Seeking help from SBDC at FIU
Like most solo entrepreneurs, Gonzalez has wrestled with the business side: finance, production, distribution, messaging. A fellow entrepreneur pointed her to Florida SBDC at FIU, the small business development center with Florida International University’s College of Business that offers no-cost business consulting to small businesses in Miami-Dade and Monroe counties. At SBDC at FIU, she began meeting regularly with business consultant Mark Mungenast, who specializes in marketing, sales and business development.
“He keeps my feet on the floor,” Gonzalez says. “I’m a creative person — he helps me focus… he’s given me the motivation to continue moving forward and given me ideas on different ways to do things.” With Mungenast’s guidance, she is pursuing grants and prioritizing sales. He’s also referred her to other SBDC at FIU business consultants, including for help with accounting. “Every week or two, we tackle something new,” Gonzalez says. “He says, ‘you have a good product, we have to focus on this, and here’s what we have to work on.’ You have to find a way.” Every month, sales are growing.
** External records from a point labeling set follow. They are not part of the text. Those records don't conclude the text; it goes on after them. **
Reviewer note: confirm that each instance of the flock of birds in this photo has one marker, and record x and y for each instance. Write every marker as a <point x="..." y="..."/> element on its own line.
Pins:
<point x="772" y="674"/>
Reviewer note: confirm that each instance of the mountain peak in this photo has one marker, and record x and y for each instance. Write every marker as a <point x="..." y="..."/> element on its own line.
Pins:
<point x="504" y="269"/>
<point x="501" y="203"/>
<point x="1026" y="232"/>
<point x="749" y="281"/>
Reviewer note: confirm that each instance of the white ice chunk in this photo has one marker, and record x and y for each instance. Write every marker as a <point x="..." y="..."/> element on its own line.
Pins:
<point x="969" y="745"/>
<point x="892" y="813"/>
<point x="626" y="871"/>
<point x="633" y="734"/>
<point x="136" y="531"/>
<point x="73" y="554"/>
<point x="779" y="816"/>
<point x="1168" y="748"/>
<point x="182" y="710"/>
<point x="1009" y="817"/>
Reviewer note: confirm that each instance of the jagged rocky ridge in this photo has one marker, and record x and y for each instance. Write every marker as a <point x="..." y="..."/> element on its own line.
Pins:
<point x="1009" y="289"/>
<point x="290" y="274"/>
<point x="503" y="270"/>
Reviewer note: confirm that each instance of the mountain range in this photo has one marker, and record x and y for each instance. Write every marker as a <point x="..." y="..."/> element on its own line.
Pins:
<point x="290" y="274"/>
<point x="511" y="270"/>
“Guudy has created a dessert that feels indulgent but is diabetic-friendly and enriched with ingredients like turmeric and collagen,” says Mungenast. “Born from her personal need for a healthier dessert, her innovation is opening new doors in the frozen dessert space. It’s a privilege to work with her as we introduce more neighborhood grocery stores to Guudy and meet the growing demand for healthier indulgence.”
Mungenast also pushed her to apply for the Cultivate Small Business program by Santander Bank and Babson College last fall. Participating helped her reframe her go-to-market strategy. For instance, she thought she should put all her energy into pursuing Whole Foods right away, but a program mentor convinced her that with her specialized product, small retailers is the way to go. “I did things differently based on recommendations from that program.”
Moving forward
Guudy is still mostly Gonzalez, with occasional help from others from time to time. She’s focused on growing sales and hopes to be able to hire a helper for sales and distribution.
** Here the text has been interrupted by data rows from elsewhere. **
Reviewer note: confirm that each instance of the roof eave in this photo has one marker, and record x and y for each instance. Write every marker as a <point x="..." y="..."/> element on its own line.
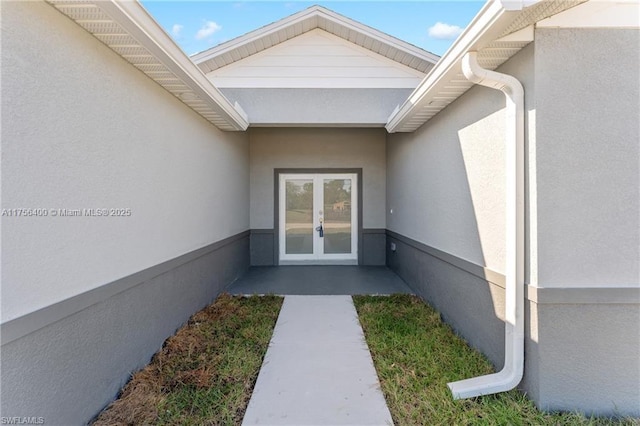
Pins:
<point x="204" y="98"/>
<point x="487" y="25"/>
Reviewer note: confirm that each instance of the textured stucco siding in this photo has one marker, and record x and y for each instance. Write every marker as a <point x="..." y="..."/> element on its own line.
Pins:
<point x="587" y="157"/>
<point x="446" y="181"/>
<point x="317" y="148"/>
<point x="82" y="128"/>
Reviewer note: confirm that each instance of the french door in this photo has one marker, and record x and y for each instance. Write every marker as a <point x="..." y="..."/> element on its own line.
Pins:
<point x="318" y="219"/>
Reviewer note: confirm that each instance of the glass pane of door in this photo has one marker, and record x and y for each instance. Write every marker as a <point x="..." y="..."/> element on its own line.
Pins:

She has also added a line of functional cookies — Choco Nuts + Collagen (a chocolate-chip cookie with minimal sugar from the chocolate itself) and Ginger Beet + Collagen (zero sugar, with ginger pieces) — and is working through updating packaging and labeling so she can expand where they’re sold.
Today, the Guudy brand is in eight retailers in Florida, primarily the Miami-Fort Lauderdale area. Gonzalez’s advice to fellow entrepreneurs is to consult with SBDC at FIU to get help with knowledge and skills they are missing.
Through it all, Gonzalez keeps coming back to why she started: a personal health journey that turned into a mission and, slowly, a company. “Sometimes I wanted to quit,” she says, “but there’s something here.” If good business is where calling meets market, Guudy is Gonzalez’s proof. “It’s a good product with good ingredients,” she says, “and I’m not finished.”